Qui veut la peau d'Alain Morvan?
Par Lyon 3 Point Info le samedi 17 mars 2007, 14:49 - Lien permanent
L’absence d’Alain Morvan a été très remarquée lors de la cérémonie de remise de la légion d’honneur à Marcel Dreyfuss. Le Recteur a visiblement dû se rendre très rapidement au Ministère de l’Education Nationale pour se voir notifier une décision de première importance…
Depuis, à Lyon la rumeur court. Gilles de Robien aurait demandé qu’il soit mis fin brutalement aux fonctions d’Alain Morvan lors du Conseil des Ministres du 21 mars prochain, à l’heure même où, hasard ou coïncidence, Jean-Claude Pfeffer comparaîtra devant le tribunal correctionnel de Lyon pour abus de confiance après avoir été exclu de l’enseignement supérieur pour deux à la suite de poursuites disciplinaires initiées par… Alain Morvan.
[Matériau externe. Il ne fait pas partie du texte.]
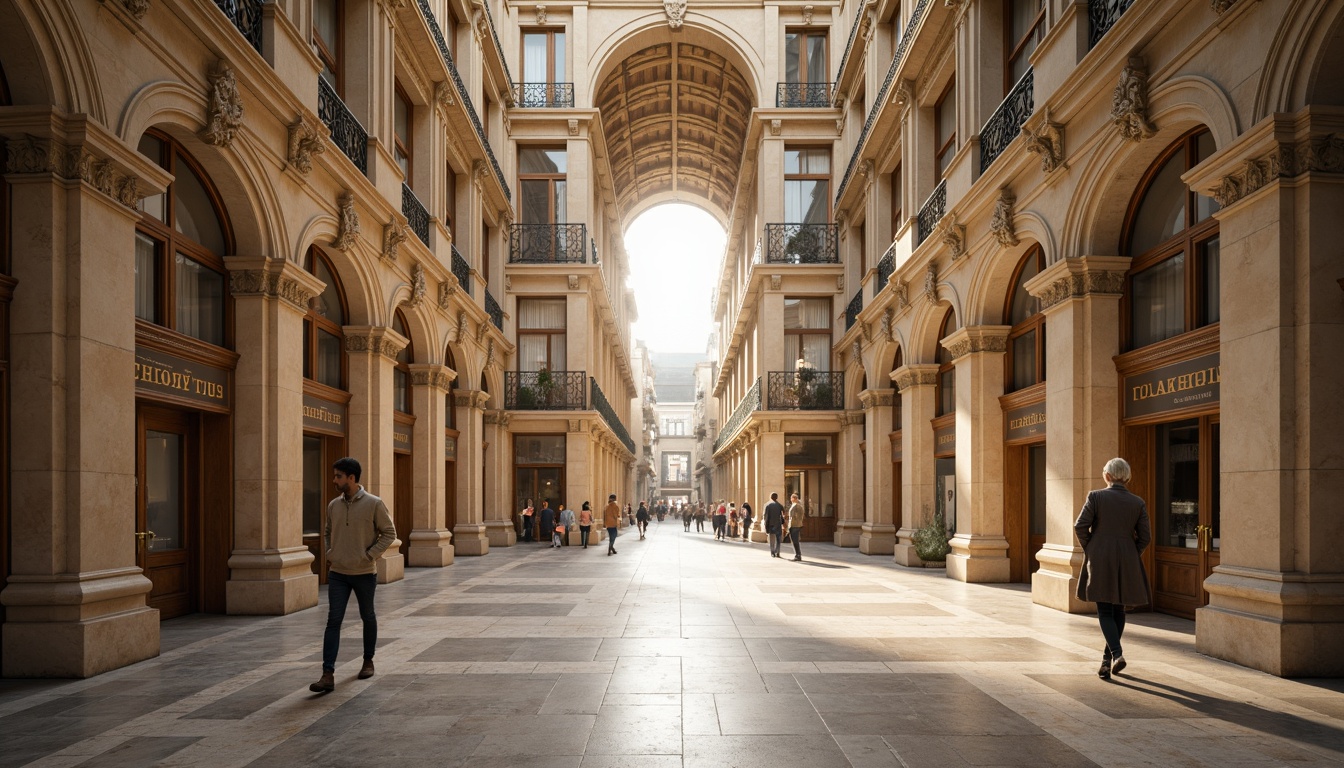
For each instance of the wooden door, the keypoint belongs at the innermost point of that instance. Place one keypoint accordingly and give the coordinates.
(167, 523)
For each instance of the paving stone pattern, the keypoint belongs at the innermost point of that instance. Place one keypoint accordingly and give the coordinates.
(679, 651)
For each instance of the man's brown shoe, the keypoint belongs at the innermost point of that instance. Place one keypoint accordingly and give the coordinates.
(325, 685)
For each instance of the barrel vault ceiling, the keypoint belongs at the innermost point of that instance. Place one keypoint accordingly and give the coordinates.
(675, 117)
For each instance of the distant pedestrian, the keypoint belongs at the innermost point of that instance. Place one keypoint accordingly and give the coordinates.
(1114, 531)
(612, 519)
(773, 522)
(796, 517)
(358, 531)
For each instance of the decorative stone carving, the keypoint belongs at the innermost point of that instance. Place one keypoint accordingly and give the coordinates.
(305, 139)
(676, 12)
(394, 234)
(223, 106)
(348, 229)
(953, 236)
(1047, 140)
(1001, 223)
(1129, 102)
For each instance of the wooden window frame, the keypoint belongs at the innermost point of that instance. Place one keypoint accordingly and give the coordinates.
(168, 241)
(1190, 242)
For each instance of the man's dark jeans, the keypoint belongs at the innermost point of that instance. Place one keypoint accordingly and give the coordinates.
(339, 585)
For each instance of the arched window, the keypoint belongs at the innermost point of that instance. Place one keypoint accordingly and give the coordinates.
(1171, 236)
(180, 242)
(1027, 339)
(324, 338)
(402, 373)
(946, 370)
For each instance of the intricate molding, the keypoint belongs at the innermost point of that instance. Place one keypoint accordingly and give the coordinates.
(307, 137)
(223, 106)
(394, 234)
(1046, 139)
(1001, 223)
(348, 229)
(1129, 102)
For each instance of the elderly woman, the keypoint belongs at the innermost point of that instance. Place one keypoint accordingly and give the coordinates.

Pour mémoire, Alain Morvan a demandé que soit saisie la section disciplinaire du Conseil d’administration de Lyon 3 à trois reprises, successivement contre un trio détonnant, Gollnisch puis Pfeffer et Guyot. Dans les deux premiers cas, il y a eu exclusion temporaire de la fonction publique. Dans le dernier cas, l’instruction suit un long long fleuve très très tranquille depuis le mois de septembre, histoire que Gilles Guyot prépare bien sa défense…
Le vice-président d’Hippocampe, Stéphane Nivet, a écrit hier au président de la République pour le mettre en garde de ce qui serait interprété comme un limogeage annoncé dans lequel le Ministre d’Etat aurait eu largement sa part de responsabilités…
Nous avons décidé de publier cette lettre.
*Lettre ouverte au Président de la République
/par Stéphane Nivet, vice président de l’association Hippocampe/
Monsieur le Président de la République
Nous avons malheureusement toutes les raisons de croire qu’il va vous être demandé par plusieurs membres de votre gouvernement de mettre fin dans un futur très proche aux fonctions de M. Alain Morvan, Recteur de l’Académie de Lyon et Chancelier des Universités.
Vous avez exhorté les Français dans votre allocution télévisée du 11 mars dernier à ne jamais « composer avec l’extrémisme, le racisme et l’antisémitisme ». C’est précisément contre cette tentation que vous avez été réélu en 2002.
Aux yeux de tous, et ce en pleine période électorale, il serait incompréhensible et choquant de mettre un terme aux fonctions d’un homme qui, à Lyon, a su incarner avec honneur et courage la lutte contre l’extrémisme et toutes les tentatives communautaristes de ceux qui, masqués ou non, s’évertuent à brader à la découpe.
Le Recteur Morvan n’a pas à rougir de son action à Lyon, bien au contraire. Nous vous rappelons qu’à l’occasion du 60ème anniversaire de la libération des camps nazis, Alain Morvan, entouré pour l’occasion de la regrettée Lucie Aubrac, a délivré aux élèves du Lycée Ampère un message de fermeté contre le négationnisme que les consciences lyonnaises n’oublieront pas de sitôt.
Dans le cas présent, vous livrer à ce qui serait immanquablement interprété comme un limogeage vous attirerait sans conteste les louanges de ceux qui à l’extrême droite, ont eu à subir les foudres déterminées du Recteur Morvan; louanges auxquelles ne manqueraient pas de s'adjoindre sans honte ceux qui ont récemment été sanctionnés, à l’initiative du Recteur Morvan, notamment par la justice disciplinaire, pour avoir confondu leurs intérêts personnels avec ceux ce l’Université lyonnaise et ainsi porté atteinte à l’honneur et à la probité de leurs fonctions.
Nous espérons que vous saurez rester ferme malgré, nous n’en doutons pas, les pressions incroyables de ceux qui depuis des mois tentent de déstabiliser le Recteur Morvan.